Since 2007 he has worked as both a consulting and full-time sommelier in Michelin-starred restaurants, earning his Advanced Certificate from the Court of Master Sommeliers in 2009. More recently he served as Wine Director for Dominique Crenn at Atelier Crenn, San Francisco; then drawn to Oregon to assume the role of Director of Sales at Antica Terra.
Ian developed Aerea Vintners as a research-based project to enhance his understanding of farming and winery operations. Single vineyards are selected for their outstanding reputations, for minimal environmental impact, an assurance of varietal character and harmony. Aerea’s wines are naturally fermented, matured in seasoned French barrels of various capacity; hand-bottled and stoppered with Diam Origine 10 closures, and without filtration or fining. Each component of production at Aerea is considered a step toward a greater understanding of fine wine from the Pacific Northwest.
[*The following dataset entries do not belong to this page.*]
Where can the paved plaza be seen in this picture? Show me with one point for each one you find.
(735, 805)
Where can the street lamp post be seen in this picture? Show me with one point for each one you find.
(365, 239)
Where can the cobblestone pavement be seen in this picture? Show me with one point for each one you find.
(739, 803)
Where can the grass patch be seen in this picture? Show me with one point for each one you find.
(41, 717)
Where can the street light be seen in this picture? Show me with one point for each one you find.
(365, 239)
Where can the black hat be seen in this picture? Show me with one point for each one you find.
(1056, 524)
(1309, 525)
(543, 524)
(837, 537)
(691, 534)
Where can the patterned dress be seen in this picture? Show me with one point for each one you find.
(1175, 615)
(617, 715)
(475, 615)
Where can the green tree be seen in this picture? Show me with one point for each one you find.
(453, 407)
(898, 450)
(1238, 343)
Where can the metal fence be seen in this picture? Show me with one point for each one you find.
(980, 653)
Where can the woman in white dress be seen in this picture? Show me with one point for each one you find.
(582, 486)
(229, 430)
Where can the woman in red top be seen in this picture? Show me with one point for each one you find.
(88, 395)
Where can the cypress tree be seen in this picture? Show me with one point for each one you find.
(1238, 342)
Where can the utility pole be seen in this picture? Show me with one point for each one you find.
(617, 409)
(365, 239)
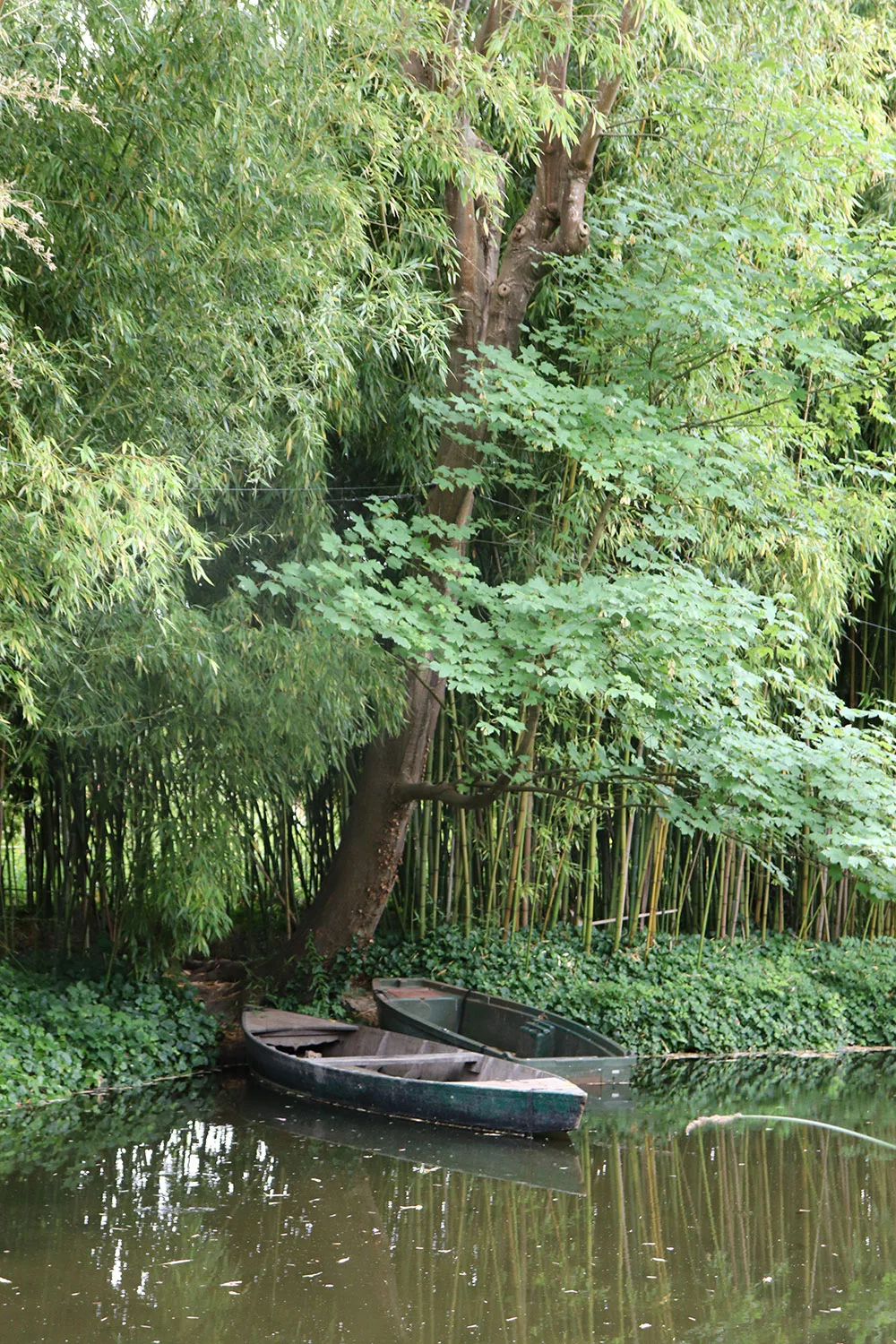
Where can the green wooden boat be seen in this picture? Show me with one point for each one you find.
(394, 1074)
(471, 1021)
(549, 1163)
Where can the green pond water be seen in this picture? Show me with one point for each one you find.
(237, 1215)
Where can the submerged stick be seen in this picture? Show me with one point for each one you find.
(791, 1120)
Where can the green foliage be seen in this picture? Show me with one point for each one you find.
(745, 996)
(62, 1037)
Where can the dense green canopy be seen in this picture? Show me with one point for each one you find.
(230, 293)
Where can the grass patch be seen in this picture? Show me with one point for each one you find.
(780, 995)
(61, 1037)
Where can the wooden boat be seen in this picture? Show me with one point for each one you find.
(392, 1074)
(469, 1021)
(548, 1163)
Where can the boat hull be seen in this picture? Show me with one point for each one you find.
(524, 1102)
(501, 1027)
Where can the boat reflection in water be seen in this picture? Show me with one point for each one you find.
(261, 1219)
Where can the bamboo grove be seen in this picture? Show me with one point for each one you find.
(668, 634)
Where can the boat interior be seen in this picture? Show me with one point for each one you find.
(481, 1019)
(347, 1046)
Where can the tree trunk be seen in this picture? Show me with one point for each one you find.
(495, 284)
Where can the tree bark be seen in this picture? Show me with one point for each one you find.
(495, 284)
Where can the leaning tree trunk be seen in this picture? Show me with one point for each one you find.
(497, 276)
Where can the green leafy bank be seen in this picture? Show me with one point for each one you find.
(778, 995)
(61, 1037)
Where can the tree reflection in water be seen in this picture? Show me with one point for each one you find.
(210, 1218)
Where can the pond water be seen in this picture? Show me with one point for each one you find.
(236, 1215)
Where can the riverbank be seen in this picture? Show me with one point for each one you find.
(59, 1037)
(62, 1037)
(782, 995)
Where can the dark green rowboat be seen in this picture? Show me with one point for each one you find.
(500, 1027)
(392, 1074)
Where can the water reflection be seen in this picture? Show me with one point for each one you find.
(242, 1217)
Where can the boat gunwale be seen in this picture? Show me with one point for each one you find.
(460, 1040)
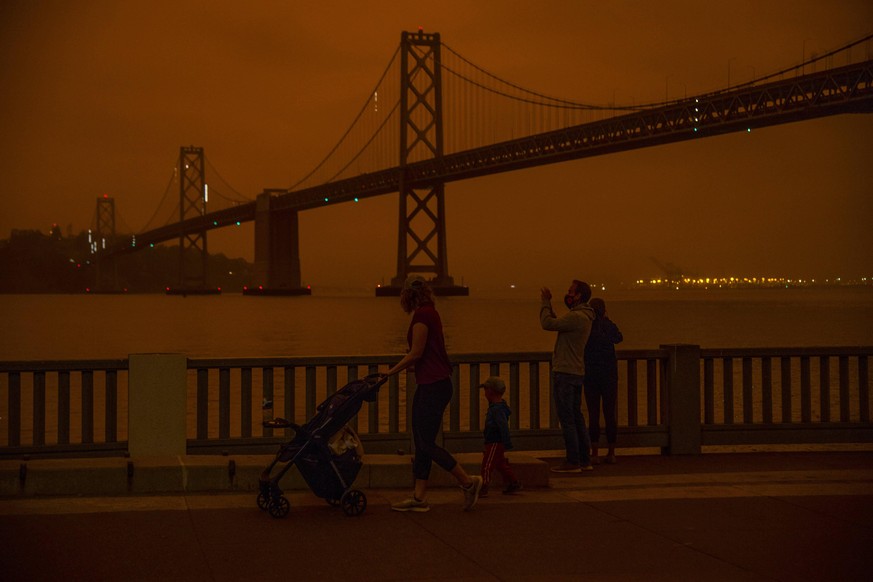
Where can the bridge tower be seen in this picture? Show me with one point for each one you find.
(277, 249)
(421, 242)
(193, 255)
(107, 269)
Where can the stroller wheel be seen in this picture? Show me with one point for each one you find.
(279, 507)
(354, 502)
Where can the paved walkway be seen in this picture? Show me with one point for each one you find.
(758, 516)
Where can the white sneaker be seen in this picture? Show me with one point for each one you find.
(471, 493)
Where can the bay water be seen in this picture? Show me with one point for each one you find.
(341, 322)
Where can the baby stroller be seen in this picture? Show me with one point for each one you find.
(326, 450)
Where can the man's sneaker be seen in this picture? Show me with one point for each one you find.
(512, 488)
(566, 468)
(411, 504)
(471, 493)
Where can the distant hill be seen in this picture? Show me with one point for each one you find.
(33, 262)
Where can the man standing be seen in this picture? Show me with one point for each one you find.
(568, 370)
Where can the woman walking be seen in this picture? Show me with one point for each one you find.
(433, 377)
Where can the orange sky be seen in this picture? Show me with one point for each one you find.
(98, 97)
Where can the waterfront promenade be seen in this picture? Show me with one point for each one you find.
(799, 515)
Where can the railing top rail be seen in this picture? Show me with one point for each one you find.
(62, 365)
(786, 352)
(481, 358)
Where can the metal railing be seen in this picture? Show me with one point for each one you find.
(678, 398)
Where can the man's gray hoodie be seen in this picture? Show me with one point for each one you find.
(573, 329)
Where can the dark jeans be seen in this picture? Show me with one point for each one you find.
(601, 385)
(568, 400)
(428, 406)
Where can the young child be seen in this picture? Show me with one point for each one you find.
(497, 440)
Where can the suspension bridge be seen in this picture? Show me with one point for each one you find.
(435, 117)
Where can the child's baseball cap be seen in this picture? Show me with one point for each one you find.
(495, 384)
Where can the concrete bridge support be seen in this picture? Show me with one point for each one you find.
(277, 250)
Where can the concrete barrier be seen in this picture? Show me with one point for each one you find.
(213, 473)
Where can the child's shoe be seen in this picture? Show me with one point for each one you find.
(511, 489)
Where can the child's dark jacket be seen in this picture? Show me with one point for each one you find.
(497, 424)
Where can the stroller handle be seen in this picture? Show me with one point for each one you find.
(376, 380)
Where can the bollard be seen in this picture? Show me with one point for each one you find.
(157, 405)
(683, 399)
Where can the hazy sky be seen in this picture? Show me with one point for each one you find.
(98, 96)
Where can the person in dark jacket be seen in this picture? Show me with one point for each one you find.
(497, 440)
(601, 379)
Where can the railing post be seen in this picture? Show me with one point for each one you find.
(157, 404)
(683, 399)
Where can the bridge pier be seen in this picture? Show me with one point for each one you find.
(277, 249)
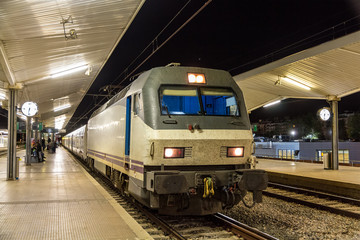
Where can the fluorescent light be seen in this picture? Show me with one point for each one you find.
(296, 83)
(59, 121)
(62, 107)
(272, 103)
(69, 71)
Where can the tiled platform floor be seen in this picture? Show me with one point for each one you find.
(344, 174)
(57, 199)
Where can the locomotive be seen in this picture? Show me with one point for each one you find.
(177, 139)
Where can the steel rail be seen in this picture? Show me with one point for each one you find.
(242, 230)
(298, 194)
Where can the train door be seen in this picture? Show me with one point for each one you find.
(128, 126)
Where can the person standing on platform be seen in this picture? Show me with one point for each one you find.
(48, 146)
(43, 143)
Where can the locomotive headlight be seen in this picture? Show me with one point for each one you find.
(235, 152)
(174, 152)
(196, 78)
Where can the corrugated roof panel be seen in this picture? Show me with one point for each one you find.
(332, 70)
(33, 38)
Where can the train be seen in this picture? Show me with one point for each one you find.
(177, 139)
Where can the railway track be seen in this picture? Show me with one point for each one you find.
(336, 204)
(217, 226)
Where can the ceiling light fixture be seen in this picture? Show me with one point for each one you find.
(289, 80)
(62, 107)
(69, 71)
(272, 103)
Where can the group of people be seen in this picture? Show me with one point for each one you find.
(39, 148)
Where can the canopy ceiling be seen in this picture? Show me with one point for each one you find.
(41, 38)
(331, 70)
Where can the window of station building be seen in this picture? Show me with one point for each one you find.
(286, 153)
(343, 155)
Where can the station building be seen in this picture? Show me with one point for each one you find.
(349, 152)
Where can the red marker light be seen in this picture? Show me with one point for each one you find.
(235, 152)
(197, 78)
(174, 152)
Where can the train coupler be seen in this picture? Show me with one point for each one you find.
(208, 187)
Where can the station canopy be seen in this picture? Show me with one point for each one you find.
(328, 71)
(53, 50)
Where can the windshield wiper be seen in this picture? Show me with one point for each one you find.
(238, 123)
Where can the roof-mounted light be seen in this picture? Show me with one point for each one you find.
(272, 103)
(62, 107)
(296, 83)
(69, 71)
(196, 78)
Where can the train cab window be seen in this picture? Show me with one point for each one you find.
(179, 101)
(219, 102)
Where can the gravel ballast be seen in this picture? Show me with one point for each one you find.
(286, 220)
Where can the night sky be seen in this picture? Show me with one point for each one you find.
(227, 34)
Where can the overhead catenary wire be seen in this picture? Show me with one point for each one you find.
(299, 43)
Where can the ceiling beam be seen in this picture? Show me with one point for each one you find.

Greg Van Dyke https://www.budsbloomwines.com/
Growing up on a farm near Carlton, Greg developed a taste for both the outdoors and agriculture and coincidentally, was also exposed to the burgeoning wine industry erupting around him. Agricultural work entailed many skills, mechanical work among them, which led him to pursue a degree in engineering. Midway through his college career at Oregon State University, he took a year off to apprentice at Ken Wright Cellars, where he developed a passion for the art of winemaking from one of the best.
After completing his degree, he pursued an engineering career, but found himself being steadily pulled back to the wine industry. In 2010, he interrupted his engineering work and traveled to New Zealand to work at Ata Rangi in Martinborough. Upon returning to Oregon, he again found work in the construction world but with more immediate intent to start his wine label. In 2012, Bud’s Bloom was formed, anticipating the 2013 vintage.
This past year, Greg has relocated and is now making wine at Day Camp Winery in Dundee, OR, a community winery shared with several winemakers. He likes the new digs and and looks forward to making great wines there.